Luna introduced the American Privacy Restoration Act, a bill that would repeal the USA PATRIOT Act, a sweeping September 11th, 2001 terrorist bill that drastically expanded government surveillance.

Elizabeth Goitein, Senior Director for the Liberty & National Security program at the Brennan Center for Justice, described how the post-9/11 law dramatically increased warrantless surveillance of Americans’ communications:

In a variety of contexts, it became lawful for the government to collect an American’s sensitive information based merely on a claim that the information was “relevant” to a legitimate purpose, regardless of whether the person was reasonably suspected of wrongdoing. Even for the most sensitive of information, communications content, Congress gave the NSA free rein to collect phone calls, texts, and emails between foreign targets and Americans — communications that previously could not be obtained domestically without a court order based on probable cause.

Ironically, according to Goitein, the increased mass surveillance has not yielded safety benefits:

Also unsurprisingly, there is zero evidence that suspicionless surveillance has made us safer. Consider the NSA’s program of “bulk collection” — the poster child for suspicionless surveillance — in which the agency obtained Americans’ phone records en masse. Two independent reviews found that this program yielded little-to-no counterterrorism benefit. Indeed, there is evidence that overcollection is counterproductive. Multiple government reviews of domestic terrorist incidents have found that agents missed signs of trouble because those signs were lost in the noise of irrelevant data. [Emphasis added]

“Achieving this goal will require restoring limitations that were stripped out of the law after 9/11, as well as enacting new ones to ensure that Americans’ sensitive information is protected from disclosure regardless of who holds the information or the technology used to capture it,” Goitein wrote about the need to restore pre-9/11 protections for civil liberties.

Luna introduced her legislation as the House Judiciary Committee held a hearing in April on warrantless government surveillance.

House Judiciary Committee Chairman Jim Jordan (R-OH) said, “We need to make sure we win this time.
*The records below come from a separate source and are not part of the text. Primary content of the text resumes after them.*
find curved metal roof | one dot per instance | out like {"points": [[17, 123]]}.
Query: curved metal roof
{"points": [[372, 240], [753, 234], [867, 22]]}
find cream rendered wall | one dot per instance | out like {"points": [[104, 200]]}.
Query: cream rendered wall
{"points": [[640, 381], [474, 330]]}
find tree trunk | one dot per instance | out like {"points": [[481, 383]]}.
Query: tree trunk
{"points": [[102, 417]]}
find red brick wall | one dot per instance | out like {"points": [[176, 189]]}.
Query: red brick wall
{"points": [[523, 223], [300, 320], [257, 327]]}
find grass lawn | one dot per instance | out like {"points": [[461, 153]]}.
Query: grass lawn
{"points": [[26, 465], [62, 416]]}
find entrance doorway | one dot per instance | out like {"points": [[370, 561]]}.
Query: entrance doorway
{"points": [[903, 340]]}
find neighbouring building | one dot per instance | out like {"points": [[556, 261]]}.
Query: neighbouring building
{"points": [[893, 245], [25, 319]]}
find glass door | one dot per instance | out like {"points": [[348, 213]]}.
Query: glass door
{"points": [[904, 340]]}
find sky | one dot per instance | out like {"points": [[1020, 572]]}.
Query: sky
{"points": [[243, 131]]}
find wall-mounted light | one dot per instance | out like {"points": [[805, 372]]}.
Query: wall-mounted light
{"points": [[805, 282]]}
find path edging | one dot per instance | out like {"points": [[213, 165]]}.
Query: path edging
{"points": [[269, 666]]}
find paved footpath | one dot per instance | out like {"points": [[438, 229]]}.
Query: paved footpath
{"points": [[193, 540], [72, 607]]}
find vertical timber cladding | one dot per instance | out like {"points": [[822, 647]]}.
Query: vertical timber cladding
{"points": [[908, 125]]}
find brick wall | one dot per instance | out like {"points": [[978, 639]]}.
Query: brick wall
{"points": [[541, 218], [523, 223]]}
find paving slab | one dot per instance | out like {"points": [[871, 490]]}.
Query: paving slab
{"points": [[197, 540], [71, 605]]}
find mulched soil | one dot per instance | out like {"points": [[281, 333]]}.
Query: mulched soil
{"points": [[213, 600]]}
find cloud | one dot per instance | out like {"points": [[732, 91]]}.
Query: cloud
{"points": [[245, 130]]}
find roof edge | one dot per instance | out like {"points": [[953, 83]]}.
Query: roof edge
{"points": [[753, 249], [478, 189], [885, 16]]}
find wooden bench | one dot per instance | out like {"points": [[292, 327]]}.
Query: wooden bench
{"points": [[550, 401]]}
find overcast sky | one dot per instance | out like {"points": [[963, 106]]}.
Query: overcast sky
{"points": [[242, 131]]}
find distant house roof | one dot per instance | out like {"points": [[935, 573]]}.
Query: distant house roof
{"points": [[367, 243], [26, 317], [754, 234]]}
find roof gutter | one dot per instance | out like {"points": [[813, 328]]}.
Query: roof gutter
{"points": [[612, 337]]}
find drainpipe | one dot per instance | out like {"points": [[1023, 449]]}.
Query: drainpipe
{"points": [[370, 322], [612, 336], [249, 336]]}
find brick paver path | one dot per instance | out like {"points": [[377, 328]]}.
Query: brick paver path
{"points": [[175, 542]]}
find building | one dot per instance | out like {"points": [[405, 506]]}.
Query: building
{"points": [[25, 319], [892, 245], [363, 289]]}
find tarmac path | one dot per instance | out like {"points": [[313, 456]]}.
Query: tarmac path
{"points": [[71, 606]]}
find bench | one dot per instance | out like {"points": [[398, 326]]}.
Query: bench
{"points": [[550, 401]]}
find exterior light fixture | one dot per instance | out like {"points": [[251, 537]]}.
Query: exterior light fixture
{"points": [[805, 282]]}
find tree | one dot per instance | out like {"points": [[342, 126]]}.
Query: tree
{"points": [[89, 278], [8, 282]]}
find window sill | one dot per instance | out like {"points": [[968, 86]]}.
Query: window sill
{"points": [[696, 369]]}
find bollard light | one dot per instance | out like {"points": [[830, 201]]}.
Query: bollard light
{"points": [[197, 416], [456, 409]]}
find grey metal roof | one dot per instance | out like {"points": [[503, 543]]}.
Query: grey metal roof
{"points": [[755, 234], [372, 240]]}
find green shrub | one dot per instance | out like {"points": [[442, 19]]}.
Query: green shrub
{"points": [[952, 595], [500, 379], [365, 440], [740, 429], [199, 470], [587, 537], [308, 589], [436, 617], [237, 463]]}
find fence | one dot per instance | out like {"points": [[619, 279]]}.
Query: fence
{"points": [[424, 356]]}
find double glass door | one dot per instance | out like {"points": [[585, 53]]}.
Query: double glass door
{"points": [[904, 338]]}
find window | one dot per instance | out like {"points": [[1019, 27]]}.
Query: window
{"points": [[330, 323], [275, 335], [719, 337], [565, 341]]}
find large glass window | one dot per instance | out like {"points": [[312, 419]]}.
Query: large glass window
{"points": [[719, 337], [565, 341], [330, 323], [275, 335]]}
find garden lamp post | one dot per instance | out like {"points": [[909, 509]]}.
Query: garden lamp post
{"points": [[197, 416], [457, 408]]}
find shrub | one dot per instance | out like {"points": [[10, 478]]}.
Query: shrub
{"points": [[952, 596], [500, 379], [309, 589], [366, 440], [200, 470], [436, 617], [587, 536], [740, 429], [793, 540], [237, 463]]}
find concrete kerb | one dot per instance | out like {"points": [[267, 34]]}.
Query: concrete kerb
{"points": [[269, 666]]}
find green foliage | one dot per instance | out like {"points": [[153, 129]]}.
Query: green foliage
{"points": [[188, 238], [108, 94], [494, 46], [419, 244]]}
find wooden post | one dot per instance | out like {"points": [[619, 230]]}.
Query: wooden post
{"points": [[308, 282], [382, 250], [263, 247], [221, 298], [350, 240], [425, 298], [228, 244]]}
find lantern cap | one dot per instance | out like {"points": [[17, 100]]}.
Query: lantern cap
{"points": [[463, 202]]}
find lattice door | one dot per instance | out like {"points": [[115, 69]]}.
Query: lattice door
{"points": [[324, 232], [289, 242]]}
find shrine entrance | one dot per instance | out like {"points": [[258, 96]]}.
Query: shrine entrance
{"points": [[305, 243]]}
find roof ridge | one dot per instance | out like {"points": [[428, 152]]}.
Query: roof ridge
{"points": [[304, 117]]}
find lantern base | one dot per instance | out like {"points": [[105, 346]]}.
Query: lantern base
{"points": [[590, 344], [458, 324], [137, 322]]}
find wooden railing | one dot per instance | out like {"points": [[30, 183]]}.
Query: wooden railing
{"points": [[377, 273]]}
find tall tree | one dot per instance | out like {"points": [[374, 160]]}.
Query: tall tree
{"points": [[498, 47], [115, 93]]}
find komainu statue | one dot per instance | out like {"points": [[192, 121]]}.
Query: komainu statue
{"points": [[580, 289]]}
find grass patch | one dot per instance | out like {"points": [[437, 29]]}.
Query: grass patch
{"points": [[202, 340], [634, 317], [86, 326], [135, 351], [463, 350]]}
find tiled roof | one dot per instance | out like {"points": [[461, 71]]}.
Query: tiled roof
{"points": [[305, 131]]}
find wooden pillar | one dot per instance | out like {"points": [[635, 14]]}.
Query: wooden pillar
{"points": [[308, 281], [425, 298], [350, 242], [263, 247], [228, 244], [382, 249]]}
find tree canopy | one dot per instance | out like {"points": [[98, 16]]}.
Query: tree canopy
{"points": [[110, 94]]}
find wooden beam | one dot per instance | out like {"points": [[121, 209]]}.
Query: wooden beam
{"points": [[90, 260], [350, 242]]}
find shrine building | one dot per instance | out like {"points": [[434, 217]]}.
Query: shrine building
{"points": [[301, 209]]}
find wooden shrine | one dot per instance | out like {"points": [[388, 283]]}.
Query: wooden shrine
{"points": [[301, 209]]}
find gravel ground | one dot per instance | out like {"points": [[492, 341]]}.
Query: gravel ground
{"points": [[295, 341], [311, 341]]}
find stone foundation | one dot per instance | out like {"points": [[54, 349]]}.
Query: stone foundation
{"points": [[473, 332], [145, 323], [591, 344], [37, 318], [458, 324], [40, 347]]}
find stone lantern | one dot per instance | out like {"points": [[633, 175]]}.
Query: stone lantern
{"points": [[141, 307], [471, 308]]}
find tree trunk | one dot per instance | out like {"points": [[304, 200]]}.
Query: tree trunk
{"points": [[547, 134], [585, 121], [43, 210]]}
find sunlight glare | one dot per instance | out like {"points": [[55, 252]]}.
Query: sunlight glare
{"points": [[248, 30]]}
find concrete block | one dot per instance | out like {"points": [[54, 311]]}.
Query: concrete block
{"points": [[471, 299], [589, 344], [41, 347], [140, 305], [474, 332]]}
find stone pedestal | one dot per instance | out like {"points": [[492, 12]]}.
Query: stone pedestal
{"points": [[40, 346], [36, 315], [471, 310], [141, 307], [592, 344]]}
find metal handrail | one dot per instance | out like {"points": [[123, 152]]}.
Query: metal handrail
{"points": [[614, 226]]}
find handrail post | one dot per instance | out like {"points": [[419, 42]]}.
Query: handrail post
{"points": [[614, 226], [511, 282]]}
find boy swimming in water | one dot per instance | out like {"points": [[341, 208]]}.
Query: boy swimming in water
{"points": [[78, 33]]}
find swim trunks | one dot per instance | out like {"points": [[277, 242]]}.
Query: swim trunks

During 2024 debate to reauthorize Section 702 of the Foreign Intelligence Surveillance Act (FISA), privacy-oriented lawmakers nearly passed an amendment to legislation that would have required a warrant for searches of Americans’ communications.”

As Congress inches towards reauthorizing surveillance laws next year, Luna looks to rein in governments’ ability to conduct warrantless searches that trample Americans’ constitutional protections.

“My legislation will strip the deep state of these tools and protect every American’s fourth amendment right against unreasonable searches and seizures. It’s past time to reign in our intelligence agencies and restore the right to privacy. Anyone trying to convince you otherwise is using ‘security’ as an excuse to erode your freedom,” Luna concluded in her statement.